4 ÉVANGILE DE MARC

Marc est le surnom qui avait été donné à l’auteur de cet évangile, qui s’appelait en réalité Jean. Il était un proche de l’apôtre Pierre et cet évangile aurait été rédigé entre 65 et 68 après JC. Il est le plus court des quatre évangiles.

Jean Baptiste, le prophète qui a précédé Jésus

Marc/Jean commence par donner des informations sur Jean-Baptiste et son ministère. Il nous apprend que ce prophète, qui précéda Jésus, portait des vêtements en poils de chameau et mangeait des sauterelles et du miel sauvage. Il clamait que celui qui viendrait après lui serait plus puissant que lui ; c’est Jean Baptiste qui baptisa plus tard Jésus dans le Jourdain ; lors du baptême, le ciel s’ouvrit et l’esprit descendit sur lui, telle une colombe, puis une voix affirma : « Tu es mon fils bien-aimé et tu as toute mon approbation ».

Exécution de Jean-Baptiste

Plus tard, Jean-Baptiste sera exécuté, à la demande D’Hérodiade, par l’intermédiaire de sa fille Salomé, qui, sur la demande de sa mère, avait dansé devant le roi Hérode, afin de l’amadouer. Jean-Baptiste désapprouvait les projets projets de mariage du roi Hérode avec Hérodiade, qui allaient à l’encontre des préceptes de la Loi, c’est la raison pour laquelle Hérodiade voulait se débarrasser de Jean-Baptiste. Salomé reçut ensuite la tête de Jean-Baptiste sur un plateau, qu’elle remit à sa mère.
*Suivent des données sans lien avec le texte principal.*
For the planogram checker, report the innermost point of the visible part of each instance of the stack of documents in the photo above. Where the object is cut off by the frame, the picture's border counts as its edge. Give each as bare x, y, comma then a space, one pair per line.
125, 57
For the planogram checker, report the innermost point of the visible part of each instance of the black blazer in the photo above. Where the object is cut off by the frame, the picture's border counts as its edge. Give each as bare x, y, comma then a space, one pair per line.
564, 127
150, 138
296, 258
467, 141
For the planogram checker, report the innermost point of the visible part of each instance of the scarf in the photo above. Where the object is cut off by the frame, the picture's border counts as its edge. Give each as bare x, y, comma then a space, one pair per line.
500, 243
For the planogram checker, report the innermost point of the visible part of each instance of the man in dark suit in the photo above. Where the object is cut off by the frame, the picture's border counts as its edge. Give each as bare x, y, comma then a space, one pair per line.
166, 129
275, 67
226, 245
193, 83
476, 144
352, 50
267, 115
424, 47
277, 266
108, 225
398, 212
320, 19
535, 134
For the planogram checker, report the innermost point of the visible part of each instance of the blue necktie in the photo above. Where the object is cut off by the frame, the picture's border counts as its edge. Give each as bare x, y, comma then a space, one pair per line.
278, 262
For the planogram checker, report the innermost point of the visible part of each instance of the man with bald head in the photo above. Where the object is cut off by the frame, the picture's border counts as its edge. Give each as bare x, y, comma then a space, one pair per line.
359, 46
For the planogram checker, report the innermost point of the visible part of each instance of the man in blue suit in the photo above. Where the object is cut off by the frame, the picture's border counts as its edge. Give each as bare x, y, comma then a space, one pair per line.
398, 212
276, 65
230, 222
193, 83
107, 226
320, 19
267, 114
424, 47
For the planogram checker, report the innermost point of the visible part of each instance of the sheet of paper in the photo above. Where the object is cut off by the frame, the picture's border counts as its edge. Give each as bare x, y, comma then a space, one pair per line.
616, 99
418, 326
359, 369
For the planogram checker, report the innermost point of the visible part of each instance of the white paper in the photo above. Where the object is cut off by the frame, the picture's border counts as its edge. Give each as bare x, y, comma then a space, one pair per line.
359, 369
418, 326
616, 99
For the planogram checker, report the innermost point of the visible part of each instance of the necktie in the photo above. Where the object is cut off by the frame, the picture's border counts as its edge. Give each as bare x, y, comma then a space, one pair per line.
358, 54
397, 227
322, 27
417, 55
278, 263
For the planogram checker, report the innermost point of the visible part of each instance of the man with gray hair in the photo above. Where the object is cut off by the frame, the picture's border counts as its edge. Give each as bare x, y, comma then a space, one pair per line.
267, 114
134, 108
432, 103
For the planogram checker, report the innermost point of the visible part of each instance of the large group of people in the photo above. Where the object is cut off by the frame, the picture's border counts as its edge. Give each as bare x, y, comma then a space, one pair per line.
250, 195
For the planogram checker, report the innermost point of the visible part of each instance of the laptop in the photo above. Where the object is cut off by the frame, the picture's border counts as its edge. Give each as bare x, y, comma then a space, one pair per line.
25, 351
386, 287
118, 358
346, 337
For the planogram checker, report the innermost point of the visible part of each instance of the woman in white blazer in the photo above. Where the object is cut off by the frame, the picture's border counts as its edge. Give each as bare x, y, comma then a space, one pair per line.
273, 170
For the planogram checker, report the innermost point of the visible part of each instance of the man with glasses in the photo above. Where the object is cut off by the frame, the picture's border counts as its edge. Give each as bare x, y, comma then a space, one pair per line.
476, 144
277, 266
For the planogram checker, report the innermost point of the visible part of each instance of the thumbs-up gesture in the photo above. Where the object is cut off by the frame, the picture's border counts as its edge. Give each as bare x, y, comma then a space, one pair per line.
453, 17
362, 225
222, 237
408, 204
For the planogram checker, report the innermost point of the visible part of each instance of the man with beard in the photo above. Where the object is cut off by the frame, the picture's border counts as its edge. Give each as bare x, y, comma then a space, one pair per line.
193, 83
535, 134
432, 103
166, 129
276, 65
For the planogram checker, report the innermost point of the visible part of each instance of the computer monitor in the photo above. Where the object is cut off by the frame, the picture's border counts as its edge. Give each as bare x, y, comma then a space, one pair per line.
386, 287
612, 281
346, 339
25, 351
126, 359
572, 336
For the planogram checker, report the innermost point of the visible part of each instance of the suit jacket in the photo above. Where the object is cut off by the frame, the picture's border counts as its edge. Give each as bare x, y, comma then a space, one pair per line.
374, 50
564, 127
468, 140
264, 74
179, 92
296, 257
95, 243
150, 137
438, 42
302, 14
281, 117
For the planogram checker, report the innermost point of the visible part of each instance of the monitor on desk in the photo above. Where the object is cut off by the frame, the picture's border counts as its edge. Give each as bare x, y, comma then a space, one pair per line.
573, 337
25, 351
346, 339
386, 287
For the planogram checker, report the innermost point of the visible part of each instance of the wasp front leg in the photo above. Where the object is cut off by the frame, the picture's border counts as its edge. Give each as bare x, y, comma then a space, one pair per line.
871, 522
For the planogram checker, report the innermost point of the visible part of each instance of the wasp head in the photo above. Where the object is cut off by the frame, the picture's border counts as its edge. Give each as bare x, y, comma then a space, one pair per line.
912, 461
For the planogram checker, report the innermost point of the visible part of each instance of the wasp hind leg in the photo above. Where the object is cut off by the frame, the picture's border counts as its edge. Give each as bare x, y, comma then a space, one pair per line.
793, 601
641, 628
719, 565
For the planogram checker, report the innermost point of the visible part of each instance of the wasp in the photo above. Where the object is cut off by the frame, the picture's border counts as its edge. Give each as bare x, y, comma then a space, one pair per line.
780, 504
Jésus choisit ses disciples

Après l’arrestation de Jean-Baptiste, Jésus se dirigea vers la Galilée où il annonça la Bonne Nouvelle du royaume de Dieu ; il recommandait aux hommes de changer d’attitude. Lors de son périple, il croisa les frères Simon et André, puis Jacques et Jean, fils de Zébédée, deux autres frères qui exerçaient le métier de pêcheur ; ils suivirent Jésus, qui promit de faire d’eux des pêcheurs d’hommes. D’autres apôtres vinrent se joindre à eux : André, Philippe, Bathélémy, Matthieu, Thomas, Jacques, fils d’Alphée, Thadée, Simon le Cananite, Judas l’Iscariot. Simon sera renommé Pierre par Jésus, qui appelait les deux frères Jacques et Jean « Boanergès » (ce qui signifie « fils du tonnerre »).

Les miracles de Jésus à Capernaüm et en Galilée

Jésus enseigna dans la synagogue dès le premier jour du Sabbat, mais pas comme le faisaient les spécialistes de la Loi. Jésus signifie « l’Éternel sauve » ou « délivre » et le Christ veut dire « oint » ; le mot Christ correspond à l’hébreu qui a donné « messie ». On amenait à Jésus des lépreux, des paralysés et des démoniaques, qu’il guérissait, après leur avoir pardonné leurs péchés. Il ne souhaitait pas que ces miracles soient ébruités mais les personnes guéries répandaient quand même la nouvelle.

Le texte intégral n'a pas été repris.